Last week also got me thinking (after our Kitchen-Aid manual can opener gave up the ghost) about the kitchen tools I would have trouble doing without. That can opener is one. Have you ever tried to open a can with the hook end of the old-style bottle cap openers? For an arthritic, this activity is torture.
What else couldn’t we do without? Our Dutch ovens come to mind, particularly Beez’s mother’s favorite pot:
Cast-Iron skillets – good knives – a decent coffee maker – wooden spoons – a box grater – and all sorts of odd little items that we use, if not for their intended purpose, for our very own intended purposes, like this cheese slicer:
which Beez uses to flip and plate breakfast sausages. (I should mention here our addiction to Bob Evans’ original sausage patties. On any Sunday, after church, put one of these babies on an English muffin, add some ketchup and you will be fueled and ready to tackle the Times’ Spelling Bee, crossword and cryptic.
And here’s a non-essential item which is definitely not a must-have, but pretty useful – a stand which will hold a cookbook open to the page you need for any given dish.
And, finally, here is a reasonably simple recipe for French Onion Soup. It does take time to caramelize the onions, but after that, everything is smooth sailing until you dig into the gooey, Gruyère crusted baguette slice sitting atop the umami-laden sweetness of that genius French elixir. Yes – I got carried away here. The word ‘umami’ should probably be banned. But the French do deserve praise for that soup.
FRENCH ONION SOUP
(adapted from NYT Cooking section January 29, 2023)
Timing: 90 minutes – give yourself an extra 20 if you’ve never caramelized onions
You really need to purchase French soup crocks for this dish – they are oven safe and will make you feel like you’re in Paris. Seriously, I would worry about putting some bowls directly under the broiler – so splurge – Beez ordered these on Amazon and we had them two days later:
Ingredients: 6 Servings
3 pounds large red or yellow onions (this might take 4 onions), peeled and thinly sliced
8-12 slices of French bread (baguettes, sliced on the diagonal are the perfect size, but boules can be cut to fit)
1 1/12 cups of grated Guyère Cheese (this is a splurge, but don’t skip it)
3 tablespoons butter
2 quarts beef stock – the cardboard packages will be just fine, but don’t use the canned stuff
1 cup dry white wine
1 tablespoon dry sherry
1 tablespoon all-purpose flour
½ teaspoon black pepper plus more to taste – we used maybe 2 teaspoons
¾ teaspoon kosher salt – you’ll need a good bit more to adjust the seasoning at the end of the cooking
Slice the onions.
You can measure out the other ingredients while the onions are being caramelized and grate the cheese and slice the bread as the soup is cooking.

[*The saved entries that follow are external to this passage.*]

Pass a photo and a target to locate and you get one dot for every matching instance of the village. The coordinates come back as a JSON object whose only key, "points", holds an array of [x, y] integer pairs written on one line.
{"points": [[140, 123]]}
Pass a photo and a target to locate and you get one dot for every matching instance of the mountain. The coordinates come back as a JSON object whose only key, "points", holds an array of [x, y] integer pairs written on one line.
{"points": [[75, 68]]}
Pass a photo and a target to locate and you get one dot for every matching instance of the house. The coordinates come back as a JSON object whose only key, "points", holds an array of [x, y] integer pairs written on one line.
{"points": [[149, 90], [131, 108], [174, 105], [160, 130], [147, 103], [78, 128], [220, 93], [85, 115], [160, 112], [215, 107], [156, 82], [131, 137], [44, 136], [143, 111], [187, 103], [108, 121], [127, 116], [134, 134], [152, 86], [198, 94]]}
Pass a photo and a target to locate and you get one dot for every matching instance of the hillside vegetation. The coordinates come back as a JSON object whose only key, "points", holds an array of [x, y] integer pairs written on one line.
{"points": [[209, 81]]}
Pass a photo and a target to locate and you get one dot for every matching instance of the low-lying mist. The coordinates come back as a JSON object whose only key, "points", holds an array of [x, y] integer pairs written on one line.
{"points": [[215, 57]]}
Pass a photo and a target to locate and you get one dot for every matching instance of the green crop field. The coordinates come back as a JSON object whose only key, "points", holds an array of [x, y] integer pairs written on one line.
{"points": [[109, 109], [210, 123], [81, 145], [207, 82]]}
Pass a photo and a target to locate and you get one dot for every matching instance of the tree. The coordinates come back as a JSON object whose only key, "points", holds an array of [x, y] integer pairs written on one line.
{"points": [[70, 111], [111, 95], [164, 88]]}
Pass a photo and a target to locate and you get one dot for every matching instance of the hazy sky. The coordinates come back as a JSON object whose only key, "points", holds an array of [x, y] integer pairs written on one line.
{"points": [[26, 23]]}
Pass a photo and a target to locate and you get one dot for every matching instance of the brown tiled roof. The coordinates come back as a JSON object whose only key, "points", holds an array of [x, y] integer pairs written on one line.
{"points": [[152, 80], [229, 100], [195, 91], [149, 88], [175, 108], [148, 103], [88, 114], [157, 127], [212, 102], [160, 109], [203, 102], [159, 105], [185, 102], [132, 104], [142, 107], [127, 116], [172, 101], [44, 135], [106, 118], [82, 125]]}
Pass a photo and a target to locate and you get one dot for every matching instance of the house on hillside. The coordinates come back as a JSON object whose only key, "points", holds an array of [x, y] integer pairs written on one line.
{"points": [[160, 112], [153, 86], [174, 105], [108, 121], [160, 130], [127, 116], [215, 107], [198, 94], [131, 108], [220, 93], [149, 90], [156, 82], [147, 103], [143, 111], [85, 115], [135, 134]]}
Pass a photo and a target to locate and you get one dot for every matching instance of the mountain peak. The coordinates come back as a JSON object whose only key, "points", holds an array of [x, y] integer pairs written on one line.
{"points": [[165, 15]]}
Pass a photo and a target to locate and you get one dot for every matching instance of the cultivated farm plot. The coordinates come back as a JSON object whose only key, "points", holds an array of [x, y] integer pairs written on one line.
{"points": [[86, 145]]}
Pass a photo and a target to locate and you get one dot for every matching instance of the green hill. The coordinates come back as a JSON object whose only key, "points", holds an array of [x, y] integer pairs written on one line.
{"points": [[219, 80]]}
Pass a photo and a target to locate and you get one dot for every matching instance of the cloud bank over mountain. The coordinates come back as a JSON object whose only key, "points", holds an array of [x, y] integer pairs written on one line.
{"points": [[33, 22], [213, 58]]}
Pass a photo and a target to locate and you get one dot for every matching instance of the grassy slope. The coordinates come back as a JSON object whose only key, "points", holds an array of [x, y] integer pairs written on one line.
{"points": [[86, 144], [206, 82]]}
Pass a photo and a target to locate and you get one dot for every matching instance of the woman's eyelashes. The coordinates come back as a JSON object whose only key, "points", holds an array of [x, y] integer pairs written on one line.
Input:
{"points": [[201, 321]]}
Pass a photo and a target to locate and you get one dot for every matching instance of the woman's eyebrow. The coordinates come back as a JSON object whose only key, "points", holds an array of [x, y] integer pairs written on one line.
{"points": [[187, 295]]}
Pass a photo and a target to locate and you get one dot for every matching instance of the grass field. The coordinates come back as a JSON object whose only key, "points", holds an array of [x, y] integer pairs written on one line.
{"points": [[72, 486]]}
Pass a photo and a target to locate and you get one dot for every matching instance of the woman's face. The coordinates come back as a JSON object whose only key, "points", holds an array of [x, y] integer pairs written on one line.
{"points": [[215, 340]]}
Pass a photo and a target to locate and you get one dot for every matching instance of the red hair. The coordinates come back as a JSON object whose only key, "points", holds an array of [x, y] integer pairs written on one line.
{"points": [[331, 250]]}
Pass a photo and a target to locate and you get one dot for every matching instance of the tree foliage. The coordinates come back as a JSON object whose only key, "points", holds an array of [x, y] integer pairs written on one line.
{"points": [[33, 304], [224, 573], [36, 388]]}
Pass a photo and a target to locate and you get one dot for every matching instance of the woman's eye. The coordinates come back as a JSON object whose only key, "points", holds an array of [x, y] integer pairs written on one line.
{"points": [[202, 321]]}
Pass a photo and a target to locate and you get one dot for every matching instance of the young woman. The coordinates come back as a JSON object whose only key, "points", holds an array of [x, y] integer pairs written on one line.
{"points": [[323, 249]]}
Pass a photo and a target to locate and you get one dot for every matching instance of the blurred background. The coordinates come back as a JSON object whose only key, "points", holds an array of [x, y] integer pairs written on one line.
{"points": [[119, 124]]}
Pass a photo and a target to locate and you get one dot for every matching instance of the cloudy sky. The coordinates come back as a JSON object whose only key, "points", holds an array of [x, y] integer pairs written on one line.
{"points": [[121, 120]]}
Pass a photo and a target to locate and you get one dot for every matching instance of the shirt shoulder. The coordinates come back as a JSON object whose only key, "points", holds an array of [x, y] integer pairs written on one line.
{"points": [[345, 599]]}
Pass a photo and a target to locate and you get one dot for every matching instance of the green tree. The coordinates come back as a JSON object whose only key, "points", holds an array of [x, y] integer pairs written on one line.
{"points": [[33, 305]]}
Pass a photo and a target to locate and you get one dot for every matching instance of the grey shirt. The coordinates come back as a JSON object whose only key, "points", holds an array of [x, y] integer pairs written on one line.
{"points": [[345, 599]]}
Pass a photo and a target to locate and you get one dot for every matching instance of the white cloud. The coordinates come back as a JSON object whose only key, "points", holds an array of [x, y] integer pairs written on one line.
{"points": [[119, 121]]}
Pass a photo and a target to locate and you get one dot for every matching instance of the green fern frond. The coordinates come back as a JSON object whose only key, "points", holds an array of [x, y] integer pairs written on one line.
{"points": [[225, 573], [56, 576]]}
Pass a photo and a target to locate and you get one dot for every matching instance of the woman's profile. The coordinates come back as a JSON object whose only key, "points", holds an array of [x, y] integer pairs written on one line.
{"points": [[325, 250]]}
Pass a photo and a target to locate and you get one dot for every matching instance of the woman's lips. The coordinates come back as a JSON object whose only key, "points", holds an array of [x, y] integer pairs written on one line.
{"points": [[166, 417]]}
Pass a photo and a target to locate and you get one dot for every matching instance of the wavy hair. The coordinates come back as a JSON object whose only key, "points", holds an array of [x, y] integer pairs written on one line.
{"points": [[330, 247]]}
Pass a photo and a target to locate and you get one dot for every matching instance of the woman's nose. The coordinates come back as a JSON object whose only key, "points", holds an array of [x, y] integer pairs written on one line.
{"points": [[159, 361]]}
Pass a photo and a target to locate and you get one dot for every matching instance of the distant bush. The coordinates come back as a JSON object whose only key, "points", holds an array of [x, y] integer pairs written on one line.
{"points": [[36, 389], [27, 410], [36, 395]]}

Warm the broth in a saucepan over low – don’t let it boil or simmer aggressively.
Melt the butter in a heavy Dutch oven over medium. Add the onions and ½ teaspoon of salt, stir and cover for five minutes. (You’ll need to stir a bit, you want to get most of the onions coated with the fat.)
Now remove the lid (the onions will have softened) and lets the onions caramelize until golden brown. Do this over medium, but adjust the temperature if they are browning too quickly and stir from time to time to make sure all of the onions make contact with the bottom of the pan. This caramelization with take up to one hour or a bit longer – keep and eye on it; you do not want to burn the onions.
Now add the wine and Sherry and bring to a boil. Stir in the flour and let it thicken for a minute or two (stirring to make sure that all of it cooks).
Slowly add the warm broth and the pepper and another ½ teaspoon of salt and boil, uncovered, for 10 ten minutes. Adjust the salt and pepper to taste.
Now preheat the broiler and arrange the ovenproof soup crocks on a baking sheet. Ladle the soup into the crocks and cover the top with the bread slices. Sprinkle each crock with a lot of Gruyère. Broil for one or two minutes, until the cheese melts and browns. N.B. you must keep an eye on this. If you walk away, the bread can burn. (A little char on the edges is fine.)